3) other labor disputes-three months from the day the employee knew or should have known about the violation of their rights.
2. In the case of pass for legitimate reasons the deadlines laid down in this article, they can be restored by the Court or the Labour Tribunal by the Commission on the application of the employee or of his authorised representative.
3. in cases of disputes on compensation for harm caused to the health of the employee, the period of treatment in court.
 
Article 383. Immediate execution of certain judgments and orders of the Labour Tribunal 1. The decision to reinstate illegally dismissed or translated to other lower paid employee work adopted by the authority for the review of labour disputes shall be subject to immediate execution.

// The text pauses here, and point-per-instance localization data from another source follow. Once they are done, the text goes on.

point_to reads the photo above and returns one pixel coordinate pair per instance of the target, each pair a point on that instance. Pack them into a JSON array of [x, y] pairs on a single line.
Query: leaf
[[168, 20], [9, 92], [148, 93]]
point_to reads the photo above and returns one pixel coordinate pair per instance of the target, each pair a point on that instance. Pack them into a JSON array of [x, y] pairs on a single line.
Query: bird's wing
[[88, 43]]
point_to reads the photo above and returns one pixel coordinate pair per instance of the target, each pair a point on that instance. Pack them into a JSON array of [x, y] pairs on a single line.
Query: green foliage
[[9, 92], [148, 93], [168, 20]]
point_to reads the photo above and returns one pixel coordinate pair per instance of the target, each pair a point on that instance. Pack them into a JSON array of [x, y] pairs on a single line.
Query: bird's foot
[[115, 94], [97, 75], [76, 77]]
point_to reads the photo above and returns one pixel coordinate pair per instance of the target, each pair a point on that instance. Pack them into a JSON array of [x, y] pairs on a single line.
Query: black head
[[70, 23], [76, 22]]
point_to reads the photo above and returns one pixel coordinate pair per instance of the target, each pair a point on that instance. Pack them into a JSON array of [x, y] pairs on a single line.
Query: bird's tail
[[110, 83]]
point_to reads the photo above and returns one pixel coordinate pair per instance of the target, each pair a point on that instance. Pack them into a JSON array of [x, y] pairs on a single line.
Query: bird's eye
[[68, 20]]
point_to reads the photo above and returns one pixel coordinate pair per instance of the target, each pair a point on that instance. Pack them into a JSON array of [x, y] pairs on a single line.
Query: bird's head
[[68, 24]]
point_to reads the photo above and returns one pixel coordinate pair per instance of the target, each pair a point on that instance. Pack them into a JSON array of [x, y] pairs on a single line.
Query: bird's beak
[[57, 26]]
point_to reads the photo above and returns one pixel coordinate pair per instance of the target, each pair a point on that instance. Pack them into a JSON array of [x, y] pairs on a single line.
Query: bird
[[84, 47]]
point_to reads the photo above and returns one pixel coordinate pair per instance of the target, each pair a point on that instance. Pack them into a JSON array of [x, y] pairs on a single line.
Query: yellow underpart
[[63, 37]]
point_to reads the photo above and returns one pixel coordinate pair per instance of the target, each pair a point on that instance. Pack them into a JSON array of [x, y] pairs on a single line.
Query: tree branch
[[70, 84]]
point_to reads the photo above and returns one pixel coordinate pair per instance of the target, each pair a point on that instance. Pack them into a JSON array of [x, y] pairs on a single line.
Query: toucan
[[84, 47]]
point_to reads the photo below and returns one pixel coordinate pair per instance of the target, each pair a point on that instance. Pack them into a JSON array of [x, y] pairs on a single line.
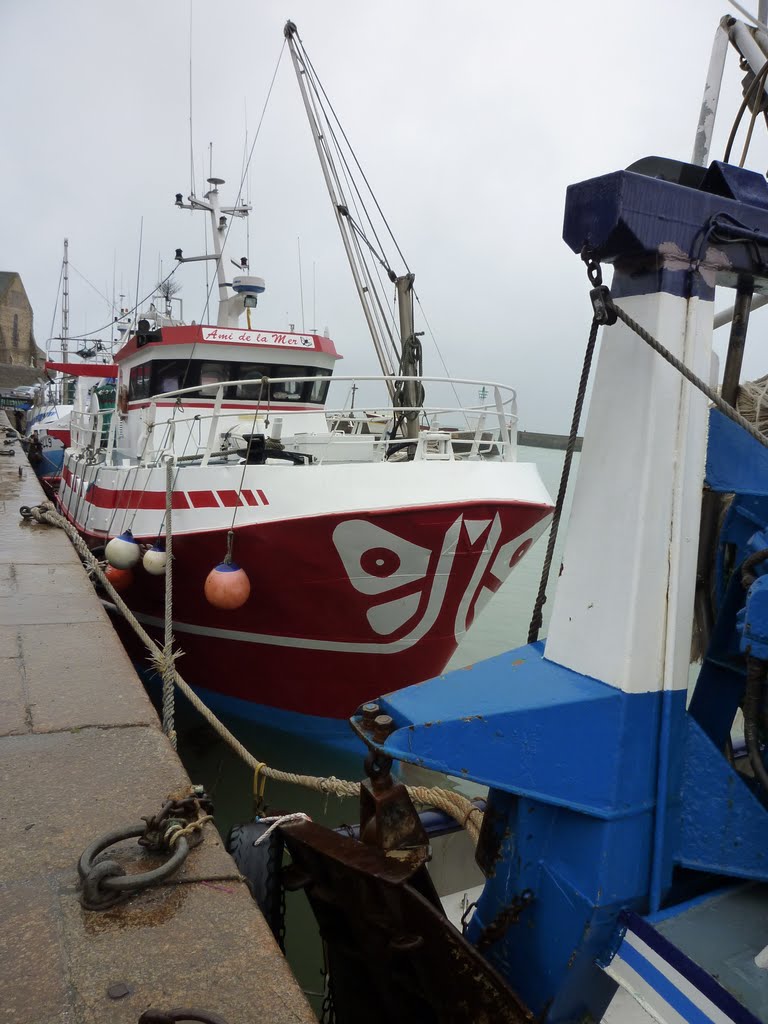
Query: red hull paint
[[359, 586]]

2. If the employer delayed execution of the Court's decision to reinstate illegally dismissed or translated to other lower paid work, the worker for the time delay from the date of the judgment on the day of his execution of the employee shall be paid the average salary or wage.

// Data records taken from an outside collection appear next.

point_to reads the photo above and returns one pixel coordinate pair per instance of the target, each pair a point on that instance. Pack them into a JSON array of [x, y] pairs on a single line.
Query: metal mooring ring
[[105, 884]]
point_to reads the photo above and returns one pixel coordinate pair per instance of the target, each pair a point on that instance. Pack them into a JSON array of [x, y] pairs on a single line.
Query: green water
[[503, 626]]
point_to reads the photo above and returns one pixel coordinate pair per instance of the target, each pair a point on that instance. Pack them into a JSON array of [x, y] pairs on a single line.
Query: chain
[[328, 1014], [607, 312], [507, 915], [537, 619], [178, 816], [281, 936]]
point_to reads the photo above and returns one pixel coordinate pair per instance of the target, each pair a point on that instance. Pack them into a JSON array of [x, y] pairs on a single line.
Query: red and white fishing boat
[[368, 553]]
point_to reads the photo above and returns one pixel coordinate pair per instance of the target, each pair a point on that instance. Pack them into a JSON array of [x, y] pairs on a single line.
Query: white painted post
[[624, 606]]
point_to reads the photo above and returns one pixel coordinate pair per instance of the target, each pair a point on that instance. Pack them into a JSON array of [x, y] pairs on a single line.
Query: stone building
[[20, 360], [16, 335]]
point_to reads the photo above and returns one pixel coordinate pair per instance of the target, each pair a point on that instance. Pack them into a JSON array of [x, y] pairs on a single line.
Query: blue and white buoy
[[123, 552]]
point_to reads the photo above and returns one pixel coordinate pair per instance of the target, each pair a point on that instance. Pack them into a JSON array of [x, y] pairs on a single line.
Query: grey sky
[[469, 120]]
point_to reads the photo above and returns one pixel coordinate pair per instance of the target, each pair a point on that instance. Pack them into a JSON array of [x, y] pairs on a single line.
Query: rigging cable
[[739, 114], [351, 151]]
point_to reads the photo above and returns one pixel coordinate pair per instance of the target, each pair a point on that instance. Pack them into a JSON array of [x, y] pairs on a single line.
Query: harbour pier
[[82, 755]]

3. Immediate execution is also subject to a decision of the superior body of subsidiarity in order for reinstatement in their jobs of illegally dismissed employees as well as on the payment of salary for the period of forced absenteeism or difference in wages for performing nižeoplačivaemoj work in accordance with the legislation of Turkmenistan.
4. When the delay of the execution of the relevant decision of the higher chain of command authority decision on payment of the average wage or the wage difference for delay time takes this body.
 
Article 384. Rotation limit execution of decisions of the Labour Court 1. In case of cancellation of the supervisory court decisions on labor dispute paid worker recovery amounts (turn execution) is permitted only when the decision was based on the undone reported them false information or forged documents.
2. For the same reasons allowed rotation of the execution of the decisions of the Commission on labour disputes or ruling body of the Enterprise Trade Union (units) with another dispute in the future.
 
Article 385. Pay the employee for the period of forced absence or perform work nižeoplačivaemoj 1. When deciding to reinstate illegally dismissed or translated to other lower paid worker job authority to review labor disputes at the same time takes the decision to pay a worker of average wages for the period of forced absence or wage gap during the execution of nižeoplačivaemoj work, but not more than one year.
2. In the case of recognition of a language layoffs wrong or not conforming to the legislation of Turkmenistan the industrial dispute body is obliged to change its decision and specify the reason for dismissal in accordance with the wording of the legislation of Turkmenistan and, with reference to the corresponding article of this code. If incorrect or does not correspond to the wording of the legislation of Turkmenistan causes dismissal at work book prevented entry of an employee to a new job, the authority for the review of labour disputes at the same time takes the decision to pay him the average salary for the period of forced absenteeism, but not more than one year.
3. In the case of an employee to a job recovery to address upstream in order of subordination body pay for the time of forced absence from the date of the dismissal or during the execution of nižeoplačivaemoj work, but not more than one year.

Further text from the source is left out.